На следующее утро отец рассказал, зачем он это сделал. «Мы ведь давно уже ничего не копаем сами – начал он. – Мы просто снаряжаем людей в дальние странствия и долгие поиски. Очень редко выезжаем сами. Я был там лишь единожды, и то скорее отдыхал, нежели работал. Тогда для меня это были каникулы. Но для тех, кто был со мной, для тех, кого я нанял, это был очень опасный труд. Они рисковали жизнями ради денег. Но нельзя их жалеть, они ставят деньги во главу всего. Ради них они готовы на всё. Но их нужно уважать и платить им. Разумные деньги, конечно. Именно для понимания этого я отправил тебя копать могилы, чтобы ты понял, как это тяжело». С этими словами, он положил мне руку на плечо и посмотрел в глаза. «Ты всё понял», - сказал он и ушел. А я остался. Я понял, что те деньги, которые есть у нашей семьи, это далеко не легкие деньги. Кто–то жалуется, что на работе сильно устает физически, кто-то морально, кто–то духовно. В нашем деле мы не просто устаем – мы закапываем часть себя в те могилы. С каждой кучей земли, что летит оттуда, часть нашей души оказывается там. Наверно, разницы между нами и теми, кто копает за нас, и нет. Почти…

С того самого момента я стал полноправным членом нашей семьи. Я начал по–настоящему работать. Сначала помогал отцу, потом уже он помогал мне. Мы искали всё новые и новые сокровища и захоронения. Всё, что могло нас обогатить. Искали людей, владеющих нужными нам сведениями. Моё отношение к людям не изменилось, я всё так же их не понимал, а некоторых вовсе ненавидел, но ради дела я надевал «маску». Точно такую же, как у отца. Но было очень сложно. Мир очень хорошо изучен, и мест, где не ступала нога человека, а тем более нога грабителя, почти не осталось. К счастью, мы еще ни разу не получали критические убытки. За все те 15 лет нашей совместной работы лишь одна экспедиция была провальной. И вот мой отец начал все хуже работать, движения его стали медленнее, а уже седые волосы стали выпадать. И вот однажды, когда холод уже вынуждал теплее одеваться, но снега еще не было, он позвал меня в свой кабинет.
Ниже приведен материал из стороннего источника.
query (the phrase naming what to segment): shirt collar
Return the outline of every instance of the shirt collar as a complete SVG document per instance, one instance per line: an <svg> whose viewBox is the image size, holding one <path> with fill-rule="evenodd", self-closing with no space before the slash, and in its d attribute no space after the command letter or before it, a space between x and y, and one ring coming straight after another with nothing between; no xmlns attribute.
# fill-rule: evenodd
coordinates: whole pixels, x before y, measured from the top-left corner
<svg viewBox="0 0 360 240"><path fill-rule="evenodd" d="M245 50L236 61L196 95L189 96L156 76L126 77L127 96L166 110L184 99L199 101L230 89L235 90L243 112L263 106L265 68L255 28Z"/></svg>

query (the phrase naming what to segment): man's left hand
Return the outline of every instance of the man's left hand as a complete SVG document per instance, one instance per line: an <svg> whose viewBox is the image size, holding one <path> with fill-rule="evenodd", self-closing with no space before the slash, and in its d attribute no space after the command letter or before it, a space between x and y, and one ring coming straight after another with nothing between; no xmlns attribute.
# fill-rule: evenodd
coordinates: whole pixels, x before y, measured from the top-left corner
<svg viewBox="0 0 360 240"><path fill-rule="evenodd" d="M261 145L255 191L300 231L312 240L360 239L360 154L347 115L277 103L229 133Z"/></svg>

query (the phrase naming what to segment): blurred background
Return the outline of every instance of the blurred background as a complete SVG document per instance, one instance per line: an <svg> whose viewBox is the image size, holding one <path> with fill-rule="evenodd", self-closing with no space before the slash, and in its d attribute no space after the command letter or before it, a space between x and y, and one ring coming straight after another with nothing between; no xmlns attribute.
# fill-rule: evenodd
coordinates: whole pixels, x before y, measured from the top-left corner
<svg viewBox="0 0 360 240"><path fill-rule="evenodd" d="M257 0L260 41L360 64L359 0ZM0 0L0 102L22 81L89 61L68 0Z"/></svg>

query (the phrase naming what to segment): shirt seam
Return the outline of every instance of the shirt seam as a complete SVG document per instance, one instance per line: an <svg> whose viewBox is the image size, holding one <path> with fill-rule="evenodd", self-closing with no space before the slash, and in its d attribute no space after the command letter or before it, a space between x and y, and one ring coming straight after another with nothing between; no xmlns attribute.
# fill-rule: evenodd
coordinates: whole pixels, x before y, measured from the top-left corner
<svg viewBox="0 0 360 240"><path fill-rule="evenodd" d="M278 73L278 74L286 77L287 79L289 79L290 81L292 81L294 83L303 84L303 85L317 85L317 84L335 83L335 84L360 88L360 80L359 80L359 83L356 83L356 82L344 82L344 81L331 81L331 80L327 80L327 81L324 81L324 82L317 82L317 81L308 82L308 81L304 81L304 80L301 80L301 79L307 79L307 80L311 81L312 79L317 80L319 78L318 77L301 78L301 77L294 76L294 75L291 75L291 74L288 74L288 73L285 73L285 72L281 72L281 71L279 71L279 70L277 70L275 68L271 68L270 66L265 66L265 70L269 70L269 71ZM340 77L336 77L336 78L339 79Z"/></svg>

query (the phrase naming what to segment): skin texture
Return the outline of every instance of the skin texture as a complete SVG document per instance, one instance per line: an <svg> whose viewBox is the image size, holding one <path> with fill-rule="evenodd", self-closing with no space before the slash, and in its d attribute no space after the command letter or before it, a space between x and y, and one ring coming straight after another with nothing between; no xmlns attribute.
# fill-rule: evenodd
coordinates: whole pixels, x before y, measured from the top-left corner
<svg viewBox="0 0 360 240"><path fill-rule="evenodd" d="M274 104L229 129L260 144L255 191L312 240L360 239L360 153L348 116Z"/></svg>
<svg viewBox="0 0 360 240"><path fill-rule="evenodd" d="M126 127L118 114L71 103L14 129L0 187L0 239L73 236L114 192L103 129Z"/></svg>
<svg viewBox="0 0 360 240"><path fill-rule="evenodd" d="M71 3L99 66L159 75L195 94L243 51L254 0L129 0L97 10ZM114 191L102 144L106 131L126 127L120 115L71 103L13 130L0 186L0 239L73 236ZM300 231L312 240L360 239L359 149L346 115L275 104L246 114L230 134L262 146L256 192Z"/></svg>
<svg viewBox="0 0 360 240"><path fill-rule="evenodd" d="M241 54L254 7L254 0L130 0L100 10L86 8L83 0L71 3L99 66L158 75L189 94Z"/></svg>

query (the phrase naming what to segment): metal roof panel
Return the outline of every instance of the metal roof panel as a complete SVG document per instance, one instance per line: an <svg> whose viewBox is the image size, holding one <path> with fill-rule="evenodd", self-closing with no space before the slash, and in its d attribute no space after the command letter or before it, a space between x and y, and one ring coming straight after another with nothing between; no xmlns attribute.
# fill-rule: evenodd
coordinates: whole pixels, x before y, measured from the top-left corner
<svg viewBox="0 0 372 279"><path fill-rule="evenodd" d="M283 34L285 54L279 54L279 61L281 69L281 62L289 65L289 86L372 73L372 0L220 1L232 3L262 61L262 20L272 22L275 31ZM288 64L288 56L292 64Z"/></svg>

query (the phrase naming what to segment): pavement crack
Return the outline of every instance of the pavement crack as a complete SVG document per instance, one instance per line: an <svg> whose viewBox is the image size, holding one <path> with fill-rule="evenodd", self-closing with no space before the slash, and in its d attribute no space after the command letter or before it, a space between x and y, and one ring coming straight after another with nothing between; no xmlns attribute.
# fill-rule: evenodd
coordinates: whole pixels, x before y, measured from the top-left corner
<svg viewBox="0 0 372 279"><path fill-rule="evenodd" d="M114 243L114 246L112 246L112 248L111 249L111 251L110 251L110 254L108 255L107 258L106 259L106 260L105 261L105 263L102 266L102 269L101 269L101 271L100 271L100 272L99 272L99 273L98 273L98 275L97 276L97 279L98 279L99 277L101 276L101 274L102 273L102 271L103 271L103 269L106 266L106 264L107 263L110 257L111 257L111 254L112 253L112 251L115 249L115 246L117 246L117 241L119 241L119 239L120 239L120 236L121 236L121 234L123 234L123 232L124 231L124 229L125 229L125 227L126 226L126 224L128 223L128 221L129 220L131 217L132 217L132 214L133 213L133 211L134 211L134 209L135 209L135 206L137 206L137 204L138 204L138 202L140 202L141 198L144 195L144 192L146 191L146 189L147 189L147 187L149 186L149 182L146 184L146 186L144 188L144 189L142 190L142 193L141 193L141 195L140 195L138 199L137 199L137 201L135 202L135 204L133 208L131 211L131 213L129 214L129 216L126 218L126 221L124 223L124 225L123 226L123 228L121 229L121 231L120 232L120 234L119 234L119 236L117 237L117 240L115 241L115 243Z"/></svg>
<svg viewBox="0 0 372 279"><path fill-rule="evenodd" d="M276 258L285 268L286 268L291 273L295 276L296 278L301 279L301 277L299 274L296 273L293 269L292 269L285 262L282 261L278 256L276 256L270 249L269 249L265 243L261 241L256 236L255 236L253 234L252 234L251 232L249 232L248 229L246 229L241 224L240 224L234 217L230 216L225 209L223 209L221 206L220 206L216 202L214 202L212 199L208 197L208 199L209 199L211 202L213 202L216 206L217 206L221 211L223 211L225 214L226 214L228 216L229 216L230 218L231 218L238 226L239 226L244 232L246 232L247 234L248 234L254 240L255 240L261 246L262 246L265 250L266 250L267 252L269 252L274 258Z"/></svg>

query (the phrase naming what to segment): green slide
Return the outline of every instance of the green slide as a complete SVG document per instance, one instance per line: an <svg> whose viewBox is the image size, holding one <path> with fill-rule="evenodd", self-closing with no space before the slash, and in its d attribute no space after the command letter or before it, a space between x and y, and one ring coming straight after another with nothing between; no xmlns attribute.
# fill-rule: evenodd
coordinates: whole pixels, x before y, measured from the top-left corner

Он попросил меня сесть и приготовиться к последнему испытанию. Сам же подошел к своему столу и, запустив руку под стол, начал что-то делать. Послышались механические щелчки. И вот самый громкий щелчок. Отец открыл тайную полку. Дрожащими руками он вынул самый дорогой и важный артефакт – лопату. Она не выделялась ничем особенным. Обычная совковая лопата, без каких-либо золотых вставок или еще чего-то такого, из-за чего её нужно было бы прятать. Тогда он сказал мне: «Этой лопате уже много столетий. И она служит только для одной цели: чтобы выкапывать гробы. Но не кого-то случайного. Ею сын должен откопать своего отца». С печальными глазами он посмотрел на меня. Я всё понял. Он хочет, чтобы я выкопал его тело. «Ровно через пять лет после моей смерти ты должен прийти на мою могилу и начать копать. Дойдя до гроба, ты обязан вскрыть его и достать то, что я подготовлю специально для тебя. И ты не имеешь права отказаться. Потому что это наказание. Око за око. Тот, кто всю жизнь разорял чужие могилы, должен познать, каково это – нарушенный покой. И именно преемник должен это сделать. Никто, кроме него. И когда время придет, ты и сам будешь стоять здесь и объяснять это всё своему сыну». С этими словами он положил лопату обратно на место. После этого он показал, как открыть этот ящик, и назвал код, для того что бы я мог его открыть. Потом достал бутылку дорогого виски, налил мне и совсем немного себе.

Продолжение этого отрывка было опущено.